周月叽叽喳喳跟我说学校的presentation小组作业有多烦人,印度老师的口音有多难懂,社会实践的报告要写多长,她的十四岁接受精英教育,恣意人生,我十四岁的时候在练习室昏天黑地练习,娱乐时间少得可怜。

不过周月也一样,军校很严格,她跟我抱怨太累太窒息。

我摸着她的头说,“月月,你可是他们期待的,全家唯一的alpha。”

“哥,你这么好,为什么妈妈总觉得beta没用?她也不是alpha啊。”

“可她是omega,在母亲眼里,只有alpha能做绝对的强者,哪怕是像她那样的omega也能承担生育,beta却只是底层,永远都只能平庸的活着。”

“你也这样想吗?”

我没办法回答她,因为我既不是个beta,也不是完整的omega,这件事周月不知道,我分化时她才9岁。

“我该走了。”

“哥,你有空还回来吗。”

“你要是想我,就来公司看我吧,我让Jessie去接你。”

当天晚上我没在家过夜,晚饭都没吃就走了。我肚子空空,带着口罩去K记买汉堡,又去买了杯最爱的奶茶。

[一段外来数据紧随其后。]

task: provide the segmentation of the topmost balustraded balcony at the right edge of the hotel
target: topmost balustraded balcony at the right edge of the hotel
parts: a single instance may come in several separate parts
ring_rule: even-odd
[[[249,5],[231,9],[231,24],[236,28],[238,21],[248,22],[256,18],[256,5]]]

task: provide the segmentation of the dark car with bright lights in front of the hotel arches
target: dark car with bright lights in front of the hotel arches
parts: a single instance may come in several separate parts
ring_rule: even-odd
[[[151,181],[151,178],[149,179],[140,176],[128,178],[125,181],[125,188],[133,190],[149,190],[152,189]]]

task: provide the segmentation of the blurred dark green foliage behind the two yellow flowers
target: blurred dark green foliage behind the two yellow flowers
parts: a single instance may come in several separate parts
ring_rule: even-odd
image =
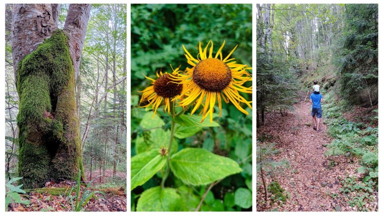
[[[131,156],[136,154],[137,139],[149,140],[151,129],[143,128],[141,122],[146,110],[138,107],[141,96],[137,91],[149,86],[150,81],[144,75],[156,77],[157,70],[171,71],[181,65],[181,70],[189,66],[184,56],[182,44],[196,56],[198,42],[205,45],[210,39],[214,44],[214,53],[225,40],[222,50],[226,56],[238,44],[231,55],[238,63],[251,66],[252,61],[252,5],[251,4],[132,4],[131,5]],[[251,70],[248,70],[251,73]],[[144,74],[144,75],[143,75]],[[247,83],[250,86],[251,82]],[[251,100],[251,94],[242,94]],[[251,209],[251,110],[246,108],[244,115],[231,104],[223,103],[220,125],[203,127],[192,136],[177,139],[178,150],[186,147],[200,147],[215,154],[223,155],[239,163],[242,171],[230,175],[215,185],[205,197],[200,210],[234,211]],[[169,130],[170,119],[157,110],[163,120],[161,130]],[[215,112],[218,112],[216,107]],[[198,116],[201,119],[201,116]],[[149,123],[149,122],[148,122]],[[214,122],[213,122],[214,123]],[[156,129],[154,129],[156,131]],[[162,132],[163,133],[163,132]],[[166,133],[166,132],[165,132]],[[177,137],[177,134],[176,134]],[[166,140],[167,142],[168,140]],[[172,149],[173,150],[173,149]],[[139,194],[160,184],[158,172],[146,183],[131,191],[131,207],[135,210]],[[184,185],[174,175],[167,178],[167,187],[183,192],[192,192],[192,197],[200,200],[206,186]],[[153,188],[154,189],[154,188]],[[170,190],[169,190],[170,191]],[[149,192],[149,191],[148,191]],[[198,203],[194,200],[191,203]],[[182,209],[194,210],[191,203],[181,203]],[[141,208],[141,207],[140,207]]]

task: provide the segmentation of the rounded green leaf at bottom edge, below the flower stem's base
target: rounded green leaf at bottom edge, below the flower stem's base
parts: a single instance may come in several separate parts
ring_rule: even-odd
[[[173,188],[156,186],[141,193],[137,201],[137,211],[177,211],[180,206],[180,195]]]

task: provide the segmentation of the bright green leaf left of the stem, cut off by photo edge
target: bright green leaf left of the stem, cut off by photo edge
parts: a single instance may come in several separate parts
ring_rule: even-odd
[[[131,158],[130,190],[145,183],[164,166],[166,156],[162,156],[159,151],[160,149],[153,149]]]

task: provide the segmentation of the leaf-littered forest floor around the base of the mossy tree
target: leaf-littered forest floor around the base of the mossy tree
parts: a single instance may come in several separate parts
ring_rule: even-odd
[[[102,172],[102,170],[101,170]],[[96,193],[97,198],[92,197],[81,208],[82,211],[126,211],[126,190],[122,186],[116,186],[112,182],[112,170],[105,169],[105,175],[95,178],[99,175],[98,170],[92,171],[94,182],[91,186],[80,185],[80,194],[88,191],[102,191],[105,197],[100,193]],[[89,178],[89,171],[85,172]],[[126,178],[124,172],[117,171],[117,177]],[[101,179],[101,182],[99,181]],[[26,195],[22,195],[21,199],[30,200],[29,204],[11,203],[8,211],[72,211],[71,198],[68,196],[71,188],[72,196],[76,196],[76,182],[62,181],[59,183],[46,183],[43,188],[37,188],[29,191]],[[75,202],[75,198],[72,198]]]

排队的时候差点被认出来,便急急忙忙地走了,最后也没安安心心填饱肚子。

回到宿舍,贺言西在,他不知从哪搬了一箱子衣服过来,正在收拾,那些衣服都是大牌,我瞄到件今年C家的秀场款,不禁咋舌,他这两年在universe倒是也赚了点钱。

我的私服大多都是以前家里给买的,都不是什么特别贵的。

后来自己拍戏有了点钱,公司让多买点衣服,说人靠衣装,但我那点片酬实在少,不够买几件的,只买了点撑场面用,不像贺言西这样挂满了一整个衣橱。

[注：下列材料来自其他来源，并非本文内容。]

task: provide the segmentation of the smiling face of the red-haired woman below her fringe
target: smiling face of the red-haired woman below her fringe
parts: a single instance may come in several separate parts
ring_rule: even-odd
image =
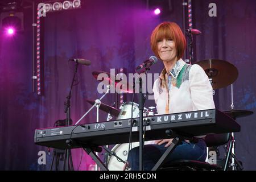
[[[158,54],[162,61],[172,61],[177,57],[177,49],[174,40],[163,39],[158,41]]]

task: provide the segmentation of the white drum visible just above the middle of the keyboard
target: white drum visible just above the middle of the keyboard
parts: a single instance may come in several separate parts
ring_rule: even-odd
[[[120,113],[117,119],[129,119],[131,118],[131,105],[133,104],[133,118],[139,117],[139,105],[135,102],[125,102],[120,107]],[[148,116],[148,109],[144,107],[143,116]]]

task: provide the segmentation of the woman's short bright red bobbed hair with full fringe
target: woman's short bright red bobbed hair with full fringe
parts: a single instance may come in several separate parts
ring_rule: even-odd
[[[151,49],[159,59],[157,43],[159,40],[163,39],[174,40],[177,49],[177,59],[179,60],[183,56],[187,45],[185,36],[180,27],[174,22],[163,22],[152,31],[150,40]]]

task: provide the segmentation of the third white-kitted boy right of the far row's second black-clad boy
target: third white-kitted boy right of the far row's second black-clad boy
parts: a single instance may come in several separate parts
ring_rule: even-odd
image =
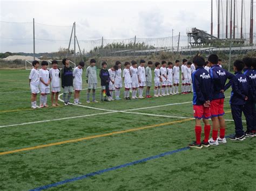
[[[132,88],[132,79],[130,71],[130,63],[124,63],[123,79],[124,79],[124,99],[131,100],[130,98],[130,89]]]

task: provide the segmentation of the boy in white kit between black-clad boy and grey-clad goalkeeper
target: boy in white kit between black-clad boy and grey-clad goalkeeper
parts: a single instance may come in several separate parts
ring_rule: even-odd
[[[80,91],[82,90],[82,74],[84,68],[84,61],[80,61],[79,65],[73,70],[73,78],[74,78],[74,103],[75,104],[82,104],[79,102]]]

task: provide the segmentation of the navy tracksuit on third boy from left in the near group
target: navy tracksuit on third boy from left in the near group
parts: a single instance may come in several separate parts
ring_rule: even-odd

贺言西边收拾边问,“你不是回家去了吗,怎么没吃饱啊。”

他看见我手里打包的汉堡了,我便随手放桌子上,“没,就是想吃了。”

结果贺言西还伸手拿了过去,打开咬了口。

“喂,你怎么回事儿?”我傻眼。

“唔,我也想吃,一会儿小雨姐过来查房,看到这个可得骂死你,我帮你分担点,有难同当。”

“去你的。”

我被他逗笑,好像心情没那么差了,他吃完皱着眉头评价,“这汉堡里的鸡腿是辣的啊,你能吃吗?”

当时差点被粉丝认出来,我一慌就随手买了一个,没想到居然是辣的,贺言西又说,“这辣度你估计还是可以的,给。”

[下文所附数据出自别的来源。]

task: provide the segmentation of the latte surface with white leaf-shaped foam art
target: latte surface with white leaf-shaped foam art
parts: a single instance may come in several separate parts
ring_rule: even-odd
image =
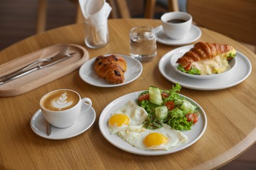
[[[52,111],[67,110],[79,102],[79,95],[68,90],[49,93],[41,100],[43,108]]]

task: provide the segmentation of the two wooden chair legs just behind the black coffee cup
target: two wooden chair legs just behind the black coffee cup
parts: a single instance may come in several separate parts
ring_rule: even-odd
[[[146,0],[145,18],[154,18],[156,0]],[[169,11],[179,11],[178,0],[168,0]]]

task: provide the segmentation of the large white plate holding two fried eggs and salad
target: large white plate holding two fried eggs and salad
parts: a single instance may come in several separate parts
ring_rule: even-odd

家里没有一个人记得我的口味,可是已经分开了两年的贺言西记得,我呆呆地拿过他手里的汉堡,鬼使神差地在他咬过的地方咬了一口。

唔,汉堡真好吃。

辣味一下子在口腔里炸开,有点刺激有点疼,我的心也跟着乱跳。我瞄了眼开着的摄影机,心想,营业就要专业点,小雨姐估计看到这段素材,就不会计较我吃汉堡的事情了。